When I think of ‘aging gracefully’, it is not the wrinkle-free skin and perpetual youthfulness that come to mind but living independently and enjoying every day until the final goodbye.
Growing up, I got to see that a lot. Many of the elderly I knew lived on their own managing the best they could and getting occasional help from family, and some moved in with their loved ones when they became too frail.
I lost my grandparents at a young age, but we had many elderly neighbours who were part of our lives.
They had a special place in society and for a good reason: they had the kind of wisdom only a life lived can bestow. There was a measure of balance having them around, which I came to understand much better as an adult.
No one should become disposable once they get older, or be less deserving of dignity and care, which is why we should never reconcile with the abhorrent reality of many of the long-term care homes in Canada, which was recently revealed by the military.

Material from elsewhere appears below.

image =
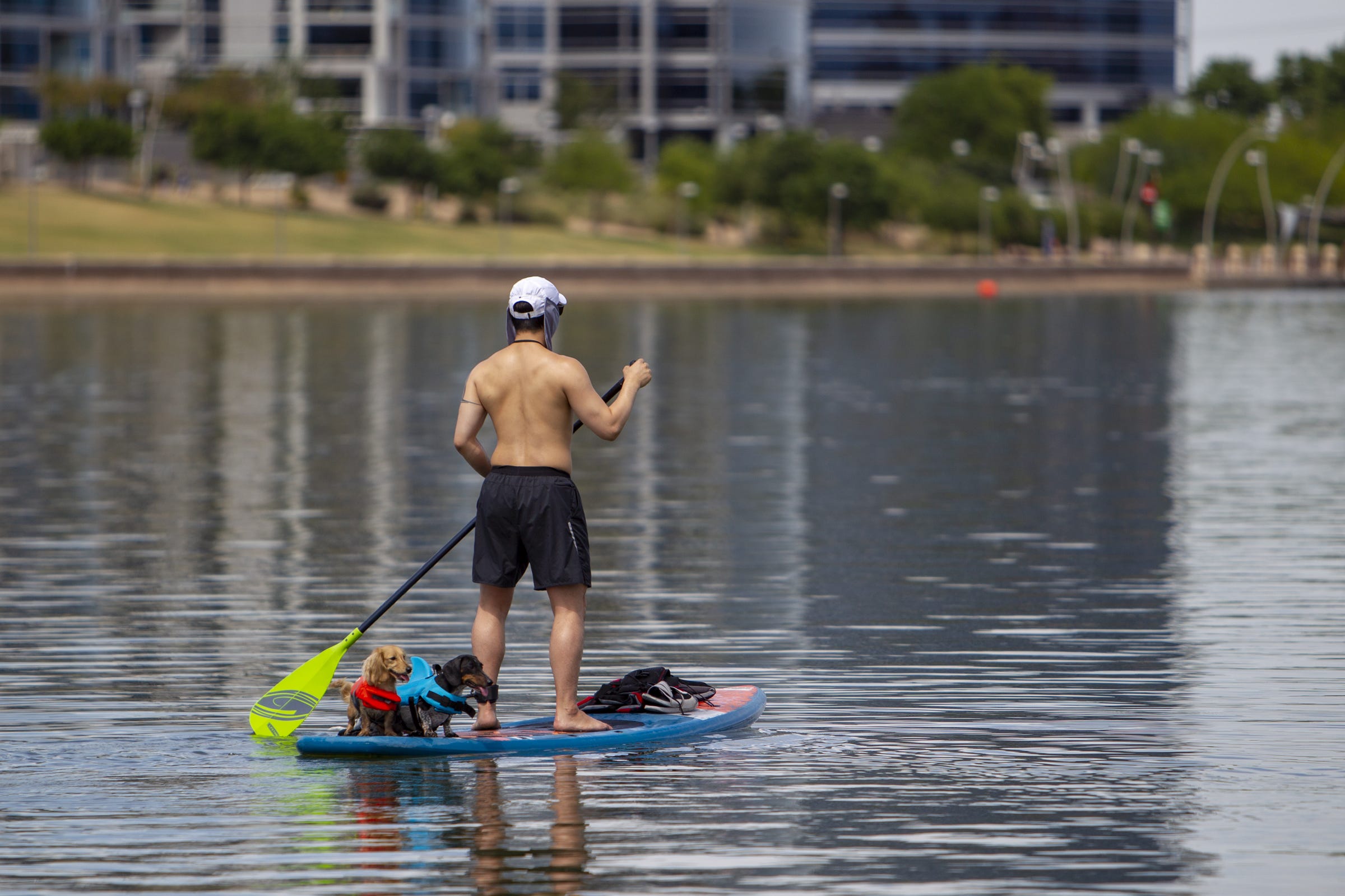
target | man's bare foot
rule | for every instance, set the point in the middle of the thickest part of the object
(486, 719)
(577, 723)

Before the pandemic, there were stories of the elderly being neglected in care homes, mostly related to the media by their family members. Notorious cases got covered for a while, but even those ones drowned eventually in the wave of incoming daily news. The reality of possible abuse and neglect came and went in many episodes but none lead to the end of it.
Then the coronavirus hit and many old people homes were hit the hardest. The military was called to help in Quebec and Ontario and they did, many of them contracting the disease. That is part of the risk soldiers assume under such circumstances, a member of the Canadian military said to me. (Let’s all say an extra thank you on Remembrance Day for that.)
The worst of their mission though was revealed via a most damning report on how the elderly were being treated in some of these long-term care facilities. The soldiers did not hold back from sharing with the rest of us what they saw: flies and cockroaches, improperly trained staff with borderline abusive behaviour, rotten food, residents left for hours in soiled diapers or even lying on the floor. Facts were ugly and shocked everyone.
What now? Well, that was in those provinces, some said. Not really. It could and it likely is happening in all provinces, albeit not in all homes. Still, when such a facility is for-profit, that becomes a business, and businesses are keen on generating a revenue. Unfortunately, that often means cutting corners and reducing expenses. This should not happen when someone’s health or life is at stake.
The question is: now what? Will those responsible do a mea culpa, crocodile tears and all, and then return to the same practices, or will things change for the better? Will they start paying an adequate number of qualified staff decent wages, ensuring benefits, and having proper oversight in place? Will someone be following up on that?
Will we have every such facility in every province inspected by an independent organization that will do exactly what the military did, reporting on what they saw and making it known to the public?
Will the for-profit model change in the light of these reports? We might see a few of these homes taken to court, but that will not address the systemic problem that affects these already vulnerable people.
Perhaps we ought to start by asking ourselves some more fundamental questions: how much are our elderly worth and why would anyone think that once someone is past a certain age, their life is less valuable? We are all headed that way. The way we treat today’s elderly becomes the way we will be treated when we reach that age.
Perhaps we should change some things from the bottom up: make health and chronic disease prevention part of the education at all levels and an important part of our health system. Also, recognize that the health and well-being of people of all ages will take a hit whenever there is money to be made from the opposite.
Yes, we have much work to do. Let’s not let this report become one of the shocking yet forgotten news of the 2020, but the beginning of restoring dignity to our elderly population and to everyone headed that way, which is all of us.